Commenting on the reach of cinema and the reception of the film at IFFI, Nipun Dharmadhikari said: “When the movie was screened yesterday, even non-Marathi viewers came to us and told us that they could relate with the characters shown in the film. They said they would like to watch this movie, dubbed in their languages. I am not very sure whether this will happen, however, OTT has expanded access. But I believe that cinema eventually reaches its audience; it is a timeless art, hence I am hopeful.”

It was also a day when the festival paid its respects to Sean Connery, the first actor to portray British secret agent James Bond on film. And yes the c word as in Covid came into the picture too. The COVID-19 pandemic has brought into sharp relief the isolation and sense of aloofness that can co-habit the modern urbanized and networked world. Yes, loneliness is a grave worldwide affliction which needs our immediate and focused attention, so says The Knocker, a short film on one man’s loneliness and solitary confinement and the inner struggles it gives birth to. Ananth Narayan Mahadevan spoke the bitter truth in no uncertain terms: “In cities, we have become insensitive to life outside our periphery, we have become hyper-active and hyper-emotional within ourselves. Loneliness has become a serious disease all over the world and it is affecting a lot of minds. It is something that has to be paid attention to before it goes out of hand.”

The film is about a man living all by himself. He becomes lonely when he suddenly hears a knock on his front door.

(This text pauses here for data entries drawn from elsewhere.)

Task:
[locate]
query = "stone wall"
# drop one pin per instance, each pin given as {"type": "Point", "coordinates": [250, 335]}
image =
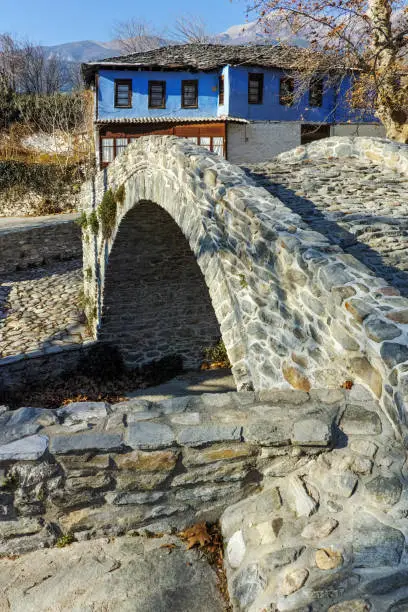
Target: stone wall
{"type": "Point", "coordinates": [310, 488]}
{"type": "Point", "coordinates": [45, 365]}
{"type": "Point", "coordinates": [260, 140]}
{"type": "Point", "coordinates": [378, 150]}
{"type": "Point", "coordinates": [37, 244]}
{"type": "Point", "coordinates": [293, 309]}
{"type": "Point", "coordinates": [367, 130]}
{"type": "Point", "coordinates": [156, 302]}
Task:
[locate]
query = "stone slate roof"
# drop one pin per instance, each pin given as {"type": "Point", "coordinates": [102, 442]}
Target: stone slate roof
{"type": "Point", "coordinates": [171, 120]}
{"type": "Point", "coordinates": [205, 57]}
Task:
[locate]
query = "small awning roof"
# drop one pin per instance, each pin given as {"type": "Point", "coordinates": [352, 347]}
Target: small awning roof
{"type": "Point", "coordinates": [170, 120]}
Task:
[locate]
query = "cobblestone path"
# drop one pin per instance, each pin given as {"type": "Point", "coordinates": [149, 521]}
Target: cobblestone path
{"type": "Point", "coordinates": [359, 206]}
{"type": "Point", "coordinates": [39, 309]}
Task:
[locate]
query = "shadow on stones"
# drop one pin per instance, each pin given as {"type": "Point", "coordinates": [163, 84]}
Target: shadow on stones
{"type": "Point", "coordinates": [99, 376]}
{"type": "Point", "coordinates": [38, 272]}
{"type": "Point", "coordinates": [340, 236]}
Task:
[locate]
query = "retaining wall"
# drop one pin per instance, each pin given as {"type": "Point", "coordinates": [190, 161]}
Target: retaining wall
{"type": "Point", "coordinates": [38, 243]}
{"type": "Point", "coordinates": [98, 468]}
{"type": "Point", "coordinates": [293, 309]}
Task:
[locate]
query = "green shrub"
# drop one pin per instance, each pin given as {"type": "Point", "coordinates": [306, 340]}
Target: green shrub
{"type": "Point", "coordinates": [217, 353]}
{"type": "Point", "coordinates": [120, 194]}
{"type": "Point", "coordinates": [65, 540]}
{"type": "Point", "coordinates": [45, 179]}
{"type": "Point", "coordinates": [107, 213]}
{"type": "Point", "coordinates": [93, 222]}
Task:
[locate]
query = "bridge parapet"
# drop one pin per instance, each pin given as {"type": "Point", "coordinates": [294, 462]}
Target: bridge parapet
{"type": "Point", "coordinates": [293, 309]}
{"type": "Point", "coordinates": [378, 150]}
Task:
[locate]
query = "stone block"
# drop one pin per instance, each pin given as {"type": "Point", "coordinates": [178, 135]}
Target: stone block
{"type": "Point", "coordinates": [217, 452]}
{"type": "Point", "coordinates": [149, 436]}
{"type": "Point", "coordinates": [236, 549]}
{"type": "Point", "coordinates": [129, 480]}
{"type": "Point", "coordinates": [374, 543]}
{"type": "Point", "coordinates": [247, 585]}
{"type": "Point", "coordinates": [379, 330]}
{"type": "Point", "coordinates": [212, 472]}
{"type": "Point", "coordinates": [320, 528]}
{"type": "Point", "coordinates": [268, 433]}
{"type": "Point", "coordinates": [312, 431]}
{"type": "Point", "coordinates": [27, 449]}
{"type": "Point", "coordinates": [393, 353]}
{"type": "Point", "coordinates": [155, 461]}
{"type": "Point", "coordinates": [79, 412]}
{"type": "Point", "coordinates": [83, 442]}
{"type": "Point", "coordinates": [296, 378]}
{"type": "Point", "coordinates": [382, 491]}
{"type": "Point", "coordinates": [301, 501]}
{"type": "Point", "coordinates": [132, 498]}
{"type": "Point", "coordinates": [358, 421]}
{"type": "Point", "coordinates": [19, 527]}
{"type": "Point", "coordinates": [208, 434]}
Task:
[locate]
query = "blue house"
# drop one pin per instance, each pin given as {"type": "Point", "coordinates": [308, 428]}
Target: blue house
{"type": "Point", "coordinates": [239, 101]}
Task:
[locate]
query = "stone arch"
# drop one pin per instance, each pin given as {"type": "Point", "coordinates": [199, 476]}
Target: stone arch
{"type": "Point", "coordinates": [156, 303]}
{"type": "Point", "coordinates": [292, 308]}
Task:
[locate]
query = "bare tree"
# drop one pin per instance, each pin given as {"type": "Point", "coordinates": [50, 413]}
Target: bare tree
{"type": "Point", "coordinates": [25, 67]}
{"type": "Point", "coordinates": [190, 29]}
{"type": "Point", "coordinates": [368, 39]}
{"type": "Point", "coordinates": [39, 74]}
{"type": "Point", "coordinates": [136, 36]}
{"type": "Point", "coordinates": [10, 62]}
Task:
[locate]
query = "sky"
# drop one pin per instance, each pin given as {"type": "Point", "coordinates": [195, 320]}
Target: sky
{"type": "Point", "coordinates": [50, 22]}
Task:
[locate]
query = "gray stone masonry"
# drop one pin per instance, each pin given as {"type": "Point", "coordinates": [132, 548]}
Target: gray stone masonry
{"type": "Point", "coordinates": [310, 488]}
{"type": "Point", "coordinates": [293, 308]}
{"type": "Point", "coordinates": [38, 242]}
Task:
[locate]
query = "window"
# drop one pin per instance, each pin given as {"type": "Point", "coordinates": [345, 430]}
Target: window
{"type": "Point", "coordinates": [255, 88]}
{"type": "Point", "coordinates": [123, 93]}
{"type": "Point", "coordinates": [286, 91]}
{"type": "Point", "coordinates": [189, 94]}
{"type": "Point", "coordinates": [316, 92]}
{"type": "Point", "coordinates": [157, 94]}
{"type": "Point", "coordinates": [108, 151]}
{"type": "Point", "coordinates": [218, 145]}
{"type": "Point", "coordinates": [220, 90]}
{"type": "Point", "coordinates": [121, 144]}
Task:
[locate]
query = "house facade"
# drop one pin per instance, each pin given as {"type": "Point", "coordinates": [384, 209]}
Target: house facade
{"type": "Point", "coordinates": [238, 101]}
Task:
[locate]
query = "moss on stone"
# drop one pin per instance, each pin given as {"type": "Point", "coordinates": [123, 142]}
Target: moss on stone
{"type": "Point", "coordinates": [82, 221]}
{"type": "Point", "coordinates": [120, 194]}
{"type": "Point", "coordinates": [107, 213]}
{"type": "Point", "coordinates": [93, 222]}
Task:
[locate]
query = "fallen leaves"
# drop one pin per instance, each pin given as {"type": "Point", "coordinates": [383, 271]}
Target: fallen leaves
{"type": "Point", "coordinates": [208, 539]}
{"type": "Point", "coordinates": [196, 535]}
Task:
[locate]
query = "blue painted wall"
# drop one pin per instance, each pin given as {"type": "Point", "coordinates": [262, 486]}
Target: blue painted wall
{"type": "Point", "coordinates": [335, 107]}
{"type": "Point", "coordinates": [271, 110]}
{"type": "Point", "coordinates": [207, 92]}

Matters become more complex when the knocks become routine. As if to add fuel to fire, strange things begin to happen inside the house. Mahadevan explained to the delegates that these phantasmagorical happenings make the man wonder whether what he experiences is a figment of his imagination, an adventure of the mind. “The film poses the question: is the knocker outside or inside you? It becomes abstract because the protagonist gets confused between reality and imagination. A psychological drama of the mind unfolds, and the protagonist has to figure out how to solve it.”

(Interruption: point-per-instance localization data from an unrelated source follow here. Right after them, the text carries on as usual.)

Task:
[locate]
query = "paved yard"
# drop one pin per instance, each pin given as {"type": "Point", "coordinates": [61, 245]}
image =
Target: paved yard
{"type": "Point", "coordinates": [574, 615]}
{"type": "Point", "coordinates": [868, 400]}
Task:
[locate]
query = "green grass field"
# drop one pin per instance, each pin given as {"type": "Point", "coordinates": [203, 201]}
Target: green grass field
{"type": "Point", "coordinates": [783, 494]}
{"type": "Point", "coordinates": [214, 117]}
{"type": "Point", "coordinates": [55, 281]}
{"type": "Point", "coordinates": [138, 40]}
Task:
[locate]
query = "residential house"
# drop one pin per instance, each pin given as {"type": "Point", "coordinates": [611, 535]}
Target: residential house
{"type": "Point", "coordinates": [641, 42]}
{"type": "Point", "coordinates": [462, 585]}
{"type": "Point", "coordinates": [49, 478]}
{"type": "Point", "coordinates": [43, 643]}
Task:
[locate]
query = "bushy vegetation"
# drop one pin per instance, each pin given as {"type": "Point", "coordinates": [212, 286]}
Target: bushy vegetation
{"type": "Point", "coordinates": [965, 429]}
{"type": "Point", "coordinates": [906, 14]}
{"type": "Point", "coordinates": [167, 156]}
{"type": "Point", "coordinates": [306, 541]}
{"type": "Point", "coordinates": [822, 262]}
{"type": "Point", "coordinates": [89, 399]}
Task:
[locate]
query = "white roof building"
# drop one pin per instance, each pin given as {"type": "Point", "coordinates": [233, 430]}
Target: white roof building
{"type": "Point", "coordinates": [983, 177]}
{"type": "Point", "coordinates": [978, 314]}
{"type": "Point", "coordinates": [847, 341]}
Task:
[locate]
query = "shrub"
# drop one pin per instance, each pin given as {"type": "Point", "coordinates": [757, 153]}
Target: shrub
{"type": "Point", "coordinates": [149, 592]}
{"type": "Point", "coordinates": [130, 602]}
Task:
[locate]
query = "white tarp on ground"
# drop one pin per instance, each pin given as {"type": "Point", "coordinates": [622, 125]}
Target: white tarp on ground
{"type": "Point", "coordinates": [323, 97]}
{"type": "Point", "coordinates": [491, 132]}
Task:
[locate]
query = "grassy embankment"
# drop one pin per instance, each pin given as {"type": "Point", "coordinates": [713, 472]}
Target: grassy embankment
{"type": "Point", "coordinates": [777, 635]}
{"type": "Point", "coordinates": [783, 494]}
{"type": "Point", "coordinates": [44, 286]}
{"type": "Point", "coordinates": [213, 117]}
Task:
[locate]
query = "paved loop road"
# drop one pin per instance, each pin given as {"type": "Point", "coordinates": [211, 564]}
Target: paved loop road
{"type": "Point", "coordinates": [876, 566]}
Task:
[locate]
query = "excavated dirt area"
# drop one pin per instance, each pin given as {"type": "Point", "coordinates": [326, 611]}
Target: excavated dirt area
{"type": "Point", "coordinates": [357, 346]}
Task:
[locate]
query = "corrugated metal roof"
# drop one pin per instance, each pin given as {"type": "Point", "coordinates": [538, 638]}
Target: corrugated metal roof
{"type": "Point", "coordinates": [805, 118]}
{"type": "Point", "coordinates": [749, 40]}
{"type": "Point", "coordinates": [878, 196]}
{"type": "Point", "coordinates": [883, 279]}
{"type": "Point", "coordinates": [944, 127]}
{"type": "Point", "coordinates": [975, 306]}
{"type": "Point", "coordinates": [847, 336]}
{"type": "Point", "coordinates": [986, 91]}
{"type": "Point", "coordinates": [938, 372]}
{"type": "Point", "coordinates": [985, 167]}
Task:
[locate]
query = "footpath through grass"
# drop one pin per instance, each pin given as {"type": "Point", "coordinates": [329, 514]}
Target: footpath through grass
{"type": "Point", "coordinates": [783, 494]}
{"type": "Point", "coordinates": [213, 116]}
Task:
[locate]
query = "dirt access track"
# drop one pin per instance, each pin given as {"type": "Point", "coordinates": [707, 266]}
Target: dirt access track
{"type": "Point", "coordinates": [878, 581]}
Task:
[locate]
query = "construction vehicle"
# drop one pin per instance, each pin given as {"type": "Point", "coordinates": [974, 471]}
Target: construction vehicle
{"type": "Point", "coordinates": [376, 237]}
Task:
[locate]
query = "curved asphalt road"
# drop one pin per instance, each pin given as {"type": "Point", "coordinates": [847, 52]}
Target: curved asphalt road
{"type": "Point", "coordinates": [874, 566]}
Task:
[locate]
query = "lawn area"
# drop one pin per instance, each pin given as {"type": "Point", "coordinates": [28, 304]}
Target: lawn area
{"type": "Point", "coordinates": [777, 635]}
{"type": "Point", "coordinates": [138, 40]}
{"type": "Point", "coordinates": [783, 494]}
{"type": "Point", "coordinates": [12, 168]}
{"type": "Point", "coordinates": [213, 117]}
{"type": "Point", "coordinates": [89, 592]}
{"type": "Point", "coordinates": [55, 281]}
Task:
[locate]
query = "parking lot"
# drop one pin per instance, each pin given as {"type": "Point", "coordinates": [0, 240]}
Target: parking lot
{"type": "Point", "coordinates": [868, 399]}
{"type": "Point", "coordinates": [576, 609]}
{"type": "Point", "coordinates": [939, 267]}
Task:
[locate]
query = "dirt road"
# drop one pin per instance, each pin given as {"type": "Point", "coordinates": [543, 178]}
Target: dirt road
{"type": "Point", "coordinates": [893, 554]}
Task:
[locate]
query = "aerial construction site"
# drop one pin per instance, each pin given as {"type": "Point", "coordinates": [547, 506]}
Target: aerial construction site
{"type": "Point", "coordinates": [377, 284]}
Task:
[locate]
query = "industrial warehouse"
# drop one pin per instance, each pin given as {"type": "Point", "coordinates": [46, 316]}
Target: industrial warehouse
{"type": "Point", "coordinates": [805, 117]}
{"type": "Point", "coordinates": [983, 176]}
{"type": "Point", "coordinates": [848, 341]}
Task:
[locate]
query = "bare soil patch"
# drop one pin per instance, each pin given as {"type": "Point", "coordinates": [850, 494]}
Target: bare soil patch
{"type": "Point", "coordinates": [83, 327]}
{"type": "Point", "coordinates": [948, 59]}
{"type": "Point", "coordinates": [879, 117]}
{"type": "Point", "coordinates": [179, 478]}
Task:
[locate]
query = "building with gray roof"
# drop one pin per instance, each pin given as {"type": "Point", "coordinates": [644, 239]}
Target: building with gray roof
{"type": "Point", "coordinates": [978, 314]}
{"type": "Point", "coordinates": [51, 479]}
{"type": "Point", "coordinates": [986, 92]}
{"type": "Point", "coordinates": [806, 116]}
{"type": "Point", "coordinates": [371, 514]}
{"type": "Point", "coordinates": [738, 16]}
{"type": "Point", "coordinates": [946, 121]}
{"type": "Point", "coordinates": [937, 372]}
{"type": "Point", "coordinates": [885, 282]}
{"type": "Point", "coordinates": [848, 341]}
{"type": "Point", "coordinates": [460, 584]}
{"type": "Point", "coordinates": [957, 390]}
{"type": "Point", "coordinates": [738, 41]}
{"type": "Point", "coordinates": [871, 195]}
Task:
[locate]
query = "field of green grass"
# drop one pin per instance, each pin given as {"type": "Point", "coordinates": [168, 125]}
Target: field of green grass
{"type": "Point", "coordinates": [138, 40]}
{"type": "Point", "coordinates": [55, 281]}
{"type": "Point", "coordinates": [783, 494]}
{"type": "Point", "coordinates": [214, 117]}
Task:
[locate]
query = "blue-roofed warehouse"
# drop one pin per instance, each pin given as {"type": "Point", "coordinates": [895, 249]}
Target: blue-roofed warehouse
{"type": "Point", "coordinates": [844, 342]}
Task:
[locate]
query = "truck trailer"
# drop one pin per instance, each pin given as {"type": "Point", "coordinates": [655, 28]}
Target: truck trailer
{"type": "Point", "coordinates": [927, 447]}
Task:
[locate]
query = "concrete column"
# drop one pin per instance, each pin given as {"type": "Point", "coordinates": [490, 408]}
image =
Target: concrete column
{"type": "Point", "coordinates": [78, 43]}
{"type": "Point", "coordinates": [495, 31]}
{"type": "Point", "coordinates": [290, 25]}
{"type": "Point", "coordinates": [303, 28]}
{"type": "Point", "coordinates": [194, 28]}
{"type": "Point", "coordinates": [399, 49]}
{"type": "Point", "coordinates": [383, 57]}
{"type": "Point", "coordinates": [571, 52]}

Revealing the genesis of the film, the Director said: “I had read about this American who lived all alone in a villa, who suddenly had a very eerie feeling that he was not alone in the house. So taking off from that, I made this film on being alone and then being lonely and how this man who lives all by himself actually imagines things. He knocks on his front door but when he opens the door, he sees nothing.”

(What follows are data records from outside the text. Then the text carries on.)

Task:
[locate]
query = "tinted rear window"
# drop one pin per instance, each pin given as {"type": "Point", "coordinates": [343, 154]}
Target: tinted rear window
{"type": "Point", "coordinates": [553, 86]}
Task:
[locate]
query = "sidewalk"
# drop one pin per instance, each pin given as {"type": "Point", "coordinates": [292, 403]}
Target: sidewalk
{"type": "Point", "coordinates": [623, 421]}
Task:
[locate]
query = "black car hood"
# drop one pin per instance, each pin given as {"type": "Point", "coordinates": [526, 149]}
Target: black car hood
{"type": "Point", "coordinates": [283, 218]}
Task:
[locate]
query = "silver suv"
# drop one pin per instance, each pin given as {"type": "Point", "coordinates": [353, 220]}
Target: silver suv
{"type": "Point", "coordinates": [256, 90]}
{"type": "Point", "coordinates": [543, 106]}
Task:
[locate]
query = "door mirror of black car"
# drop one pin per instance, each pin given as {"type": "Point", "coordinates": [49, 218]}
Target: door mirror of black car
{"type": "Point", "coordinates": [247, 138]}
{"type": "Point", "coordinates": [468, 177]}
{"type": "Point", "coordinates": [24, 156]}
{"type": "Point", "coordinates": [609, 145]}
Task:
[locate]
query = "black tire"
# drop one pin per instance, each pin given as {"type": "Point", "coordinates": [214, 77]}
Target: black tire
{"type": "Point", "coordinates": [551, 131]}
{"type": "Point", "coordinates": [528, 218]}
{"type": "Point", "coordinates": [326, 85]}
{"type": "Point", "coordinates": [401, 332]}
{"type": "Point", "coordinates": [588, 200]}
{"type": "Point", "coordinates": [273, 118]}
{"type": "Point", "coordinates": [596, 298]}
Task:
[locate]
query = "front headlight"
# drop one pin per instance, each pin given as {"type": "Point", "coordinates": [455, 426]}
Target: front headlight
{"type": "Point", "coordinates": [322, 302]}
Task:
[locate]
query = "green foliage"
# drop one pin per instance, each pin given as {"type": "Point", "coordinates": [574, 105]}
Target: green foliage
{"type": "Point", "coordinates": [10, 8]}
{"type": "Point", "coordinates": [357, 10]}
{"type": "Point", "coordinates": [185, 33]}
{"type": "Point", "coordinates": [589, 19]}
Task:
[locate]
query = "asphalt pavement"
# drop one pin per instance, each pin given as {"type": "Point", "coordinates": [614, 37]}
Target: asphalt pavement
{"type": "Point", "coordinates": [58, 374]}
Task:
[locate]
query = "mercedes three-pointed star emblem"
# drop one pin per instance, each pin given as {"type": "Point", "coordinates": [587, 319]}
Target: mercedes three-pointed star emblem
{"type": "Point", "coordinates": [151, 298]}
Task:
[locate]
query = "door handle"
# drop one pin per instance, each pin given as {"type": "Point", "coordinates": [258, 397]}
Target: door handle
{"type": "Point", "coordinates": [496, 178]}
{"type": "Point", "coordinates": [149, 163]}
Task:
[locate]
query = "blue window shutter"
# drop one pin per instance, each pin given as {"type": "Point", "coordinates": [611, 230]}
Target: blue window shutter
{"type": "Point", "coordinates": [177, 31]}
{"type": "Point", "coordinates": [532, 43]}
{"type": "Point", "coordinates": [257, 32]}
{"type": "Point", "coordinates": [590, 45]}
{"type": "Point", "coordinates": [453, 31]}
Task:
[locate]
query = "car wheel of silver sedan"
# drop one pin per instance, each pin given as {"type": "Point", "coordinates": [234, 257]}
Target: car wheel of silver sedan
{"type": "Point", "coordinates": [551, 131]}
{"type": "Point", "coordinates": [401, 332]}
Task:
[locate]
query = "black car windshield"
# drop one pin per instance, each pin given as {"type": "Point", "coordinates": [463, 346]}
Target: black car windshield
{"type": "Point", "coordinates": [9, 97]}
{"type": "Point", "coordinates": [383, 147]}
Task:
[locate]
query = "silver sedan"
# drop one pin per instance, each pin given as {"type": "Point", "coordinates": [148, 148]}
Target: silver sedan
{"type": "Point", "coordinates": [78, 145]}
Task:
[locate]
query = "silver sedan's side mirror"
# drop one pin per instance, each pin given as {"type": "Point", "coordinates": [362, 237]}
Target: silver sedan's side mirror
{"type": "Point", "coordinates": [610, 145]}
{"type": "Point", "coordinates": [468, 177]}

Mahadevan explained that the film is an attempt to explore the psychic conflicts of men who live alone in cities, for years on end, due to work or other commitments. “Basically, the question is that people who live in the metropolises, who live in pigeonholes, people who are creative and sensitive to things, are they somehow damaging themselves by hallucinating and imagining things? How does it impact their lives? This is the plot of The Knocker.”

It was an interesting day when loneliness caused by the virus and exploration of a man who was not easy to approach made for quite an experience.